Subject Improvement

The TREMOREX [TX] project produced unprecedented movement disorder improvements exemplified by six participants described herein.

GENERAL

Whereas their experiences varied in some respects, they all experienced nearly complete tremor mitigation for protracted periods following their first TX session and systemic restoration of other movement disorder symptoms that participants and other witnesses described.

Note: tremors are a symptom and a biomarker of movement disorders. It is the easiest symptom to observe, measure, and quantitively track real-time and long-term improvement. Quantitative tremor measurements can be taken anytime and take seconds rather than qualitative assessments of other symptoms performed in a doctor’s office using a variety of lengthy procedures.at

As tremors are mitigated, other symptoms are mitigated

First TX session results:
The first TX session showed an average 96% improvement in tremor that lasted 17 hours among 7 subjects including 5 of the 6 participants described in this report. Other subjects had similar experiences but could only provide estimates as no measurement device was available at the time.

Successive TX session results:
Sessions were scheduled once per day with durations of from 4 to 12 minutes. Tremor measurements were taken BEFORE and AFTER each TX session. BEFORE measurements diminished with each session and became essentially equal to AFTER measurements indicating the TX Duration of Improvement [DOI], exceeding 1 day. The time between TX sessions [gaps] was progressively increased as DOI continued to increase.

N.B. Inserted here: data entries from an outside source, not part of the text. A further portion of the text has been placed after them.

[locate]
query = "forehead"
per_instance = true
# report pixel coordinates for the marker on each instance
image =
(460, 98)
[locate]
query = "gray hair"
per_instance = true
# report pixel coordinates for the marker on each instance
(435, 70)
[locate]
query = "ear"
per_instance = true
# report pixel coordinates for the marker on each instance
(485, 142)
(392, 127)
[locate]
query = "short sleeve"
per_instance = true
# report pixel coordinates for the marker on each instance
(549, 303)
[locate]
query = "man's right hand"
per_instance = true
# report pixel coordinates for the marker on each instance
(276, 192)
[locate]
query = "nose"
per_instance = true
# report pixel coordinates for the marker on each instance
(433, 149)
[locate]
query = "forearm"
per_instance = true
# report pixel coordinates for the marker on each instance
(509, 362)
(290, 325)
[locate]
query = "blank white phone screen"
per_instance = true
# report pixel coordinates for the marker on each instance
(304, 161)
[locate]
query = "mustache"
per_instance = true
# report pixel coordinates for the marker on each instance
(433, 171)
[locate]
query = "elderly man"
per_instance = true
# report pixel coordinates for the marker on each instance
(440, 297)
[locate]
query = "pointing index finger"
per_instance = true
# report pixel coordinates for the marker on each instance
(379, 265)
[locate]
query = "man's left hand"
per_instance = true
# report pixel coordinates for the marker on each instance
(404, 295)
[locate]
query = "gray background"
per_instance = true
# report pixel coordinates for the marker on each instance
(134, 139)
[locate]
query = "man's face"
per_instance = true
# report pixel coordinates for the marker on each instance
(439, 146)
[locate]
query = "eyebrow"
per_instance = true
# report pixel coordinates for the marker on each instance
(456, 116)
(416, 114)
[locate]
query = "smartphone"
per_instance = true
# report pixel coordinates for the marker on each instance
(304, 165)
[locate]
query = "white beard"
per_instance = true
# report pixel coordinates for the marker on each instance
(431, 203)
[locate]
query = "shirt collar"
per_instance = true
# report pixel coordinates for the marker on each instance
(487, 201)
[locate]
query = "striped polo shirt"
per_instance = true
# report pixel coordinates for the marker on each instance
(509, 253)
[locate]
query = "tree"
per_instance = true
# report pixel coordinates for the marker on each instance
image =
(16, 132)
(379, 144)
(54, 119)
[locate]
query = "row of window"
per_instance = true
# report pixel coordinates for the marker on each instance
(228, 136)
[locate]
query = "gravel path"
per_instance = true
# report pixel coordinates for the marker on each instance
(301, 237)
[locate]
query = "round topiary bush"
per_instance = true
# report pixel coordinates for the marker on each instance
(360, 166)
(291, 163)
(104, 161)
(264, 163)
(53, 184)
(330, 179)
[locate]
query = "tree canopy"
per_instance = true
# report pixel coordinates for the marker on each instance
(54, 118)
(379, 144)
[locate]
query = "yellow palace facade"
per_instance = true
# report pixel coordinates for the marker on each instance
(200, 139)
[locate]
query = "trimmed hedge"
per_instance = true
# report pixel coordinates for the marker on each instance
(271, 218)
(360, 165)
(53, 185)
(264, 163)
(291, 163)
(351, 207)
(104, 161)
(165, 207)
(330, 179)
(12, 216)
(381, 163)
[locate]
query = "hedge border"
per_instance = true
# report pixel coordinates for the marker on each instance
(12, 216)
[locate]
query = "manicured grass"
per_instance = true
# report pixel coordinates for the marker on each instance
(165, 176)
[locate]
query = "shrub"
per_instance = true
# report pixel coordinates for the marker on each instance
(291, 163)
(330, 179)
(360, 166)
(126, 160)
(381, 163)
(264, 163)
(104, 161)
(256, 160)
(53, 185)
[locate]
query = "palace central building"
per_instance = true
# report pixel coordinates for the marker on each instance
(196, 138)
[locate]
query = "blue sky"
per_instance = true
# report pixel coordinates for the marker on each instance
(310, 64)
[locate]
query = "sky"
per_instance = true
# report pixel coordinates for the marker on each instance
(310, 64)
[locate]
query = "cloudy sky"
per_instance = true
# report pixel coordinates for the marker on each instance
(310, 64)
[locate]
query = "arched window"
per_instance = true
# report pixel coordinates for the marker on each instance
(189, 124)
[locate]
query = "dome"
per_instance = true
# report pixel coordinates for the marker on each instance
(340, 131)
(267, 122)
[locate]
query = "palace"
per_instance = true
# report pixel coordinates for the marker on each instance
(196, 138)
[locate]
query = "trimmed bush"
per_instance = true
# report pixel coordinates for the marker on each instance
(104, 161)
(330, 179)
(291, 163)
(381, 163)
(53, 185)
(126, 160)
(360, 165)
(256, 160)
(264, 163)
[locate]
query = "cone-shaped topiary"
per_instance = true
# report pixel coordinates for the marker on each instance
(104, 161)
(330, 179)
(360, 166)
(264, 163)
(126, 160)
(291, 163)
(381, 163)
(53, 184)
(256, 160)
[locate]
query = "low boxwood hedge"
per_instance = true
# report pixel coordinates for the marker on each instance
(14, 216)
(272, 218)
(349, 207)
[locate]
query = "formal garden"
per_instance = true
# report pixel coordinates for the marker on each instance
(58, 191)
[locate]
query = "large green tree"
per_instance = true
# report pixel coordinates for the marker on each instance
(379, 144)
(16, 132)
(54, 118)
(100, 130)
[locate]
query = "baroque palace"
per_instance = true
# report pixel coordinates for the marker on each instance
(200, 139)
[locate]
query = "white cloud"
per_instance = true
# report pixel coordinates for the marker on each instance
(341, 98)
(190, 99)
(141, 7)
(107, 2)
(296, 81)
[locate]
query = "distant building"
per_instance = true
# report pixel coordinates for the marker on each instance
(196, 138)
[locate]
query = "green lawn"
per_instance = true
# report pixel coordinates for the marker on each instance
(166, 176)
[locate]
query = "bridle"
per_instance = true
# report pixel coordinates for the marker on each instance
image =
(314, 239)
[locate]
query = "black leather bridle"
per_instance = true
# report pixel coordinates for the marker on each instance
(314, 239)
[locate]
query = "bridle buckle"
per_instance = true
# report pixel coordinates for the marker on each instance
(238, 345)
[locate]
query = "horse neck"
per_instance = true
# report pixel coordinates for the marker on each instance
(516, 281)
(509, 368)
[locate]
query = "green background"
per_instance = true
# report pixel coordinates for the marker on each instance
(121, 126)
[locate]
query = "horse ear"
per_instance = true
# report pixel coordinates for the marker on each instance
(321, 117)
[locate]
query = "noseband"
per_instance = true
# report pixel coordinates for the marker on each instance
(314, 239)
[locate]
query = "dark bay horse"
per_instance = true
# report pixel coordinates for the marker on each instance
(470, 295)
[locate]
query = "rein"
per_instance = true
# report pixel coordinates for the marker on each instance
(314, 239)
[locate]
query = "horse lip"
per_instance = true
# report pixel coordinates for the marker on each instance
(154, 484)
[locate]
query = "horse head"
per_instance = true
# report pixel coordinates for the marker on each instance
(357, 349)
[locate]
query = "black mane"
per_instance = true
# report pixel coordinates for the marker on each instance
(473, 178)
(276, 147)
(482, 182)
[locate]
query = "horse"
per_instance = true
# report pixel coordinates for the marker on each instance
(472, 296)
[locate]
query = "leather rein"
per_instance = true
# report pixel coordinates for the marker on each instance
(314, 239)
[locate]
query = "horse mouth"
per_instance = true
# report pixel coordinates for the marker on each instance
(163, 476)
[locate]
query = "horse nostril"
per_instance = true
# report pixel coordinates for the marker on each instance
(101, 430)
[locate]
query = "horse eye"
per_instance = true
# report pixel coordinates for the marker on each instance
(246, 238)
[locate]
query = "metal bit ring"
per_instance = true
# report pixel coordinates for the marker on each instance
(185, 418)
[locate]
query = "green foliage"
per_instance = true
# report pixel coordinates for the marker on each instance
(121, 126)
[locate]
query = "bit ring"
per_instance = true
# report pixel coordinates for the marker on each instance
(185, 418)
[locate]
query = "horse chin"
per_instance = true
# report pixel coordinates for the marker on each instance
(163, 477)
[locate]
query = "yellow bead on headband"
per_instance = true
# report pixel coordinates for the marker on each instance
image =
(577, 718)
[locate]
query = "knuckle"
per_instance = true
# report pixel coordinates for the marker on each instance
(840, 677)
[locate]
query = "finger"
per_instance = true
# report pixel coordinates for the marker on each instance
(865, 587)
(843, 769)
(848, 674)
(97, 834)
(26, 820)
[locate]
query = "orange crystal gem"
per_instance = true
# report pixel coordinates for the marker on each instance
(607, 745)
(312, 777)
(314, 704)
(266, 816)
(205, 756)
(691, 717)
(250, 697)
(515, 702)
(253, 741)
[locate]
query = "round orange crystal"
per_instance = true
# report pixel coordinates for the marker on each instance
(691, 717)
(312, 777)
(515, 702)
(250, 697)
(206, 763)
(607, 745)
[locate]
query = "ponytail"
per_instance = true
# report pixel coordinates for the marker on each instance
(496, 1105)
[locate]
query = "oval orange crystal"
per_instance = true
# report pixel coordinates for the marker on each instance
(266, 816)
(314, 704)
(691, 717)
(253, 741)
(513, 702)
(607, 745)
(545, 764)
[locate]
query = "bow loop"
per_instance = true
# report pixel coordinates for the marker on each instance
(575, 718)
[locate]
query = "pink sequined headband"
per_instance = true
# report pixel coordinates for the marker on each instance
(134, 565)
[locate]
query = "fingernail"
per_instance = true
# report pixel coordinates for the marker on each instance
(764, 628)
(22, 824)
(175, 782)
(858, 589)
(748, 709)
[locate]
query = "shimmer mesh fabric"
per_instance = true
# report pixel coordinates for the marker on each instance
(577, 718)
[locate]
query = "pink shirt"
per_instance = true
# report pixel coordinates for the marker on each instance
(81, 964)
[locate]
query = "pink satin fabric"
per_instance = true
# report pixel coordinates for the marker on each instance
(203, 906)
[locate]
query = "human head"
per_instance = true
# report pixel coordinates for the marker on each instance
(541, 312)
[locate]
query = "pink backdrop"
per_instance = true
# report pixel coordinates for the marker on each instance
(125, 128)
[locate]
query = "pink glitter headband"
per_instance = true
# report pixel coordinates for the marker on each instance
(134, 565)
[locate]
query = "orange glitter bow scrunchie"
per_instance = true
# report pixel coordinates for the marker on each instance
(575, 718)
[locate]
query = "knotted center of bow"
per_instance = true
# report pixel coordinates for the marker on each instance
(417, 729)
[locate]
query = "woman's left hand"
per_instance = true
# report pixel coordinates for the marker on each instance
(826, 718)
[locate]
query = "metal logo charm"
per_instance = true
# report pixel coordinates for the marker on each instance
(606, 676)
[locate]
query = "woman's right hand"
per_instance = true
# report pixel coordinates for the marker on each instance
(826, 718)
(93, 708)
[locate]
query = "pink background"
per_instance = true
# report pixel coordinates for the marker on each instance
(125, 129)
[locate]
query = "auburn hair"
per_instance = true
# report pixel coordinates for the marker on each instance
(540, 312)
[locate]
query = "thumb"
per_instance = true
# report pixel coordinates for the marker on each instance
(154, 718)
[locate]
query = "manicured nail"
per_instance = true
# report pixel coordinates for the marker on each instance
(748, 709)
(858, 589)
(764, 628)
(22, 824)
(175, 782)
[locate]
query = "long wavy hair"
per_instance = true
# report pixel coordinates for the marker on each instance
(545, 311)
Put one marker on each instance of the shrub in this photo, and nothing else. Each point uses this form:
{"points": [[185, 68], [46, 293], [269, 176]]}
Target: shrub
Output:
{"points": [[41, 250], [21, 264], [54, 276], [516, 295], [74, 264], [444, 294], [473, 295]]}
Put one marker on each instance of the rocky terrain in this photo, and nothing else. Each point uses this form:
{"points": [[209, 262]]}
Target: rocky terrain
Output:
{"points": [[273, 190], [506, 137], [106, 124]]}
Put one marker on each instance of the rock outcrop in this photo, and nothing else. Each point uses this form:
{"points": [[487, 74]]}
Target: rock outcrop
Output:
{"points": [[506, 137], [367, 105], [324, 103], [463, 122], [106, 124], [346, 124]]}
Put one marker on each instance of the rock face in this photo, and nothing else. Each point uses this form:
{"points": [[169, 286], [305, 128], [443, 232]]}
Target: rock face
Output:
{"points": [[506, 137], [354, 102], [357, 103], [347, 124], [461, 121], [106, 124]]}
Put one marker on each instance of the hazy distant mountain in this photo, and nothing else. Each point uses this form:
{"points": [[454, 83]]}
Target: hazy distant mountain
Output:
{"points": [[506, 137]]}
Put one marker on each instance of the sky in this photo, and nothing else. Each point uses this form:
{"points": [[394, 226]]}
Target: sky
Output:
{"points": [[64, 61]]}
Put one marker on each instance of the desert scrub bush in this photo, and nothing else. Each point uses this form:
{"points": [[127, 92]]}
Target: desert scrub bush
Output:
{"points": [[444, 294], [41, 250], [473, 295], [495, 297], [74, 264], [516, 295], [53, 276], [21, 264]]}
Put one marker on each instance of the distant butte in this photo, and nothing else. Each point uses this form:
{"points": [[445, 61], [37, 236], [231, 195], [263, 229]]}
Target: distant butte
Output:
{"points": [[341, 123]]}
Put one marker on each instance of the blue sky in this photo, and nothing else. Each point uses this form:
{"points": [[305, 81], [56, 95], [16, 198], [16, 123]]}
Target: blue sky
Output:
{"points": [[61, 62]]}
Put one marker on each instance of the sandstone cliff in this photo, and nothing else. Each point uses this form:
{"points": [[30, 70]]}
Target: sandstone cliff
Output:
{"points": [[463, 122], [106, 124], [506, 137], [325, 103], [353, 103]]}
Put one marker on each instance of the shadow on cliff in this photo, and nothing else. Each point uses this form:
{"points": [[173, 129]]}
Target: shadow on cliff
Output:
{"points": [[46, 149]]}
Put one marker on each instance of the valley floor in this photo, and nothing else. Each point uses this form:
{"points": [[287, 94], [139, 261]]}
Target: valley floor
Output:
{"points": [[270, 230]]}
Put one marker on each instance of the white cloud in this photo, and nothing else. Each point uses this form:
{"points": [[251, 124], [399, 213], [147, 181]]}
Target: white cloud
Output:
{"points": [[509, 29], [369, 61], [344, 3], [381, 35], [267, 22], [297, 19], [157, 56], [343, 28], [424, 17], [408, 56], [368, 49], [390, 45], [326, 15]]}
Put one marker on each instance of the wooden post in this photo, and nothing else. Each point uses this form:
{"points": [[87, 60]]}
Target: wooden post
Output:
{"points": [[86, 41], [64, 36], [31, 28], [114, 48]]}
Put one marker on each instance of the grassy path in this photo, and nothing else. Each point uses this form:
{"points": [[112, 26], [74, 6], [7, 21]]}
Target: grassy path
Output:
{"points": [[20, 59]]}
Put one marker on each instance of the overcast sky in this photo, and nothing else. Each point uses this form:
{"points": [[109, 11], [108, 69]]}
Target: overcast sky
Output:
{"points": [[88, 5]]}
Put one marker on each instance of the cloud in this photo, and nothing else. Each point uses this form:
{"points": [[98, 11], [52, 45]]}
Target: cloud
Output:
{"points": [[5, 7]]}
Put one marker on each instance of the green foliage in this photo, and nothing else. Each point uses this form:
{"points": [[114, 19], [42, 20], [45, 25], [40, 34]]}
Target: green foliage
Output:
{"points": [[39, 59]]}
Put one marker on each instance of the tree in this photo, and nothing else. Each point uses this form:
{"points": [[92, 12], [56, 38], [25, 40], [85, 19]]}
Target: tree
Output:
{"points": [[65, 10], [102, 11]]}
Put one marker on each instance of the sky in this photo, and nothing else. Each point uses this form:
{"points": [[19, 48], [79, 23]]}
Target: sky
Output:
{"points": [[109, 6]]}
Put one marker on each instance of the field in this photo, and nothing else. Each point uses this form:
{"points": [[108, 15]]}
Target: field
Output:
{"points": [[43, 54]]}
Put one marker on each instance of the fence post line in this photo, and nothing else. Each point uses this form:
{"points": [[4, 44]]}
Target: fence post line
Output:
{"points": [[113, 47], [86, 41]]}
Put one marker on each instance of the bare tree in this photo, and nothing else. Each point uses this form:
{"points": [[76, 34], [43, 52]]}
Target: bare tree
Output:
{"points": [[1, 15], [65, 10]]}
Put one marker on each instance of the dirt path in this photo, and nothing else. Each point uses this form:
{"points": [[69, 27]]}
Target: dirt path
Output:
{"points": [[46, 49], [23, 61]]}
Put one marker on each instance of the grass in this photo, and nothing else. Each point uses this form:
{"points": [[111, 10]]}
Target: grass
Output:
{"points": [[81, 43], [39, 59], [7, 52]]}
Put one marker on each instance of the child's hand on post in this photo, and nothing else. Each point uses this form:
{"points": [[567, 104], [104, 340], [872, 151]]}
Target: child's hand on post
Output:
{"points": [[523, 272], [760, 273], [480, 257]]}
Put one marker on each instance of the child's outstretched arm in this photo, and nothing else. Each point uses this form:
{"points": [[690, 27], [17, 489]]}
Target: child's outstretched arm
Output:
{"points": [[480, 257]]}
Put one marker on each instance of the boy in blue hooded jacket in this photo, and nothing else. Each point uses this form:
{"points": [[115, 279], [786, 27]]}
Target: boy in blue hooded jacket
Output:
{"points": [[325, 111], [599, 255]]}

DOI increased from days to months to possibly perpetual

The effect of TX is cumulative
As DOI increased, scheduling gave way to events like: improvement starting to decay typically because of unusually large gaps between sessions or when episodic tremors caused by unusually high stress occur.

Participants discovered they could stop episodic tremors mentally

NOTE: This never before TX experience indicates that TX has raised the threshold wherein the level of stress required to trigger an episode has increased and the effort to stop tremor has decreased. We are moving in a direction wherein episodes may cease altogether.

Project considerations
TX sessions were conducted whilst subjects were being treated with prescribed medications. All attempts to discuss cooperative relationships with treating entities, typically neurologists, failed. The intent was to adjust drug treatment in concert with subject improvement. To determine the % improvement and DOI attributable to TX, sessions were performed prior to medication when symptoms would be at their maximum. Nevertheless, and surprisingly, TX performance did not appear to be affected by the medications or our scheduling strategy. The results were the same.

TX works despite hostile environments

Baseline tremor
Tremor was measured prior to commencement of TX sessions to establish a pre-TX baseline against which TX performance could be measured.

INDIVIDUAL SUBJECT IMPROVEMENT

BEN IMPROVEMENT
Ben is diagnosed with Essential Tremor. We established a baseline with 9 measurements taken over a 4-Month period commencing October 2016. Baseline average = 2.61.

In 2017, 441 measurements were taken, including Before and After sessions. The average tremor amplitude = .0242 for an improvement of 99.07%.

2017 Improve
Baseline AVG          2.61
TX AVG                   .0242
Improve %              99.07

Ben 2017 Tremor Amplitude

Arrow 1. Baseline 2.61.

Arrow 2. Ben went to gym and immediately after his workout took a Before TX measurement of 1.44. 15 minutes after TX, he measured .42. He continued to take measurements and they essentially ceased within a few hours.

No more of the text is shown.